Electronic Pinhole Camera

ray theory of light - image formation - pinhole camera

What it shows:
The simplest method of controlling light to form an image is to use an opaque mask with a pinhole in it. Rectilinear propagation of light explains all (nearly). A video camera is substituted for the old prototypal shoe box so that an entire audience can see the pinhole image "live."

How it works:
An extremely light-sensitive video camera 1   sans lens substitutes for the pinhole camera box and film. The front of the Newvicon is the image plane and, as this sits right behind the faceplate of the camera body, it is necessary to use an extension ring to position the pinhole a reasonable distance from the image plane. 2   Over the front of the extension ring is stretched a piece of aluminum foil which is held in place with a rubber band. A sewing needle 3   is used to prick a tiny pinhole into the foil. Despite the incredible sensitivity of the video camera, the subject to be imaged (usually a person) must be brightly illuminated - two 500 watt spotlights at about arm's length from the subject work well. Just as our brain automatically inverts the upside down image on the retina, so does the electronics in the camera.

Setting it up:
The camera sits on a tripod at approximately eye level. Each of the spotlights is mounted on its own tripod, also at eye level, and flank the camera to each side. So as not to obscure the blackboard, it's best to set up the whole arrangement off to the side of the lecture hall.

Begin the demonstration with a regular lens in place so that the audience has a sense of what to expect to see on the video projector (or monitor) and this also allows you to aim the camera properly before you turn it into a pinhole camera. Obviously the spotlights must be turned off at this point and, depending on the amount of ambient light, it may be necessary to have the lens stopped down considerably (typically f/8). Next, turn the camera off (this is very important - otherwise the Newvicon may be irreparably damaged), remove the lens and replace it with the extension ring. Lest the audience thinks you're just replacing the lens with yet another, you can first poke your finger through the ring to demonstrate that, indeed, it is only a ring and not optics you're mounting on the front of the camera. With the extension ring screwed in place, stretch a small piece of aluminum foil over the front of the ring and hold it in place with a rubber band. Turn the camera back on (it's easy to forget this and later wonder if your pinhole is not large enough when you don't see an image on the monitor). Turn on the two spotlights and you're ready to make the pinhole with the needle. Have an extra needle and additional foil handy in case you drop the former or mess up the latter. You may have to adjust the camera aim slightly if you didn't get the pinhole in the center.

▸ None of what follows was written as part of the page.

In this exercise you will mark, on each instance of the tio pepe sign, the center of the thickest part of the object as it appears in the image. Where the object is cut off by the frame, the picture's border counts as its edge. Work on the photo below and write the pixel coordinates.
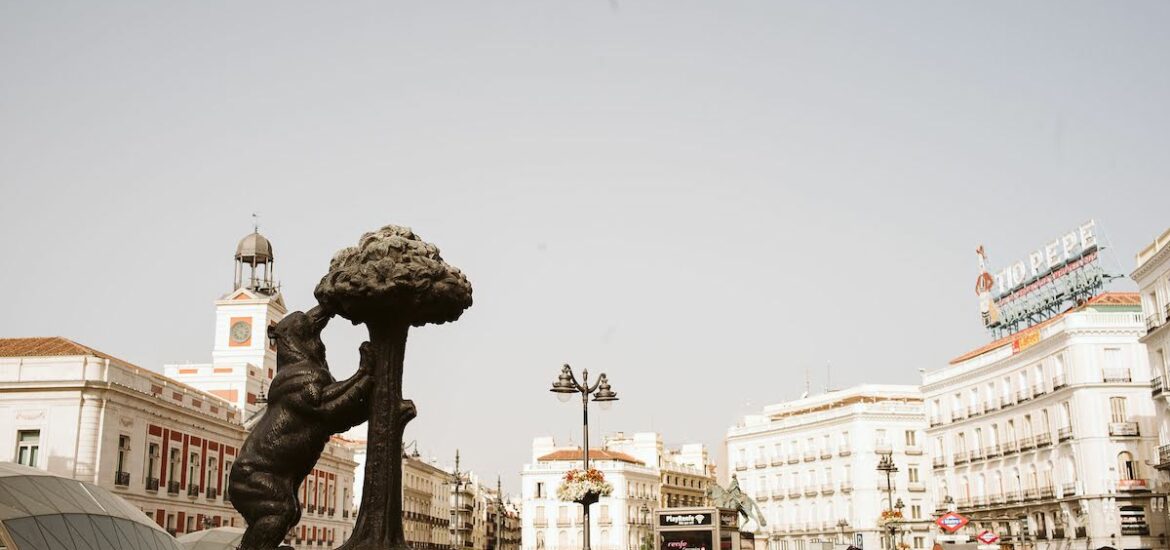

Try adding two or three pinholes, or vary the size to see the effect on resolution. Note though that the auto-gain of the camera will thwart your predictions about image brightness. Prof. Roy Glauber has added a fun twist to this demonstration by having the subject (himself) hidden from direct view of the audience by a screen. While the camera operator is busy removing the camera lens, Glauber dons a Groucho Marx mask which the audience doesn't see until the pinhole has been made. Rating ***

1 The Ikegami model ITC-410 with option S4075 (Newvicon™) is our choice for low light level applications such as this. It's rated sensitivity is 0.106 lux scene illumination and 0.01 lux faceplate illumination.
2 Since the image size is 2/3" (16.9 mm) on the diagonal, the range of 20 to 40 mm extension gives an image comparable to a wide-angle to telephoto format.
3 In a pinch you can use a sewing pin, but a needle is sharper and will produce a smaller (better) pinhole.